Learning Pipeline
Passive consumption → Searchable knowledge
32K videos tracked. 15K transcribed. 4,142 hours watched.
Watch and forget → transcribe, embed, retrieve.
"My best teachers have often been YouTube tutorials, reviews and demos. I found myself spending more than five hours a day watching videos at 2-3x speed."
External memory for minds that can't hold it all.
The Real Numbers
31,832
Videos tracked
15,456
Transcribed
6,152
Channels
4,142
Hours watched
The Problem
- Video is inefficient. 1 hour video = 10 minutes reading. But videos have content text doesn't.
- Consumed ≠ retained. Watching at 2x speed helps throughput but not recall.
- No cross-reference. What did that tutorial say about X? Lost in watch history.
- API costs. Cloud transcription is expensive at scale (10K+ videos).
The Solution
Local-first learning infrastructure. Capture → Transcribe → Structure → Store → Retrieve. Zero API costs.
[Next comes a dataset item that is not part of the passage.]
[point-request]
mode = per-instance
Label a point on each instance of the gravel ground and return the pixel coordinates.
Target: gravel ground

Searchable knowledge base from video consumption.
Research Questions
- Retention: Does searchable transcription improve recall vs. passive watching?
- Speed vs. depth: What's the optimal consumption speed for different content types?
- Active retrieval: How often do people actually search their knowledge base?
- Compression: Can AI summarization replace full consumption for some content?
Preliminary Data
31,832 videos tracked. 15,456 transcribed. 6,152 channels. 1,407 rewatched. Local ML transcription via Whisper/Parakeet—zero API costs.
Estimated 4+ hours/day saved by searching transcripts instead of re-watching. "What did that tutorial say about X?" answered in seconds instead of scrubbing.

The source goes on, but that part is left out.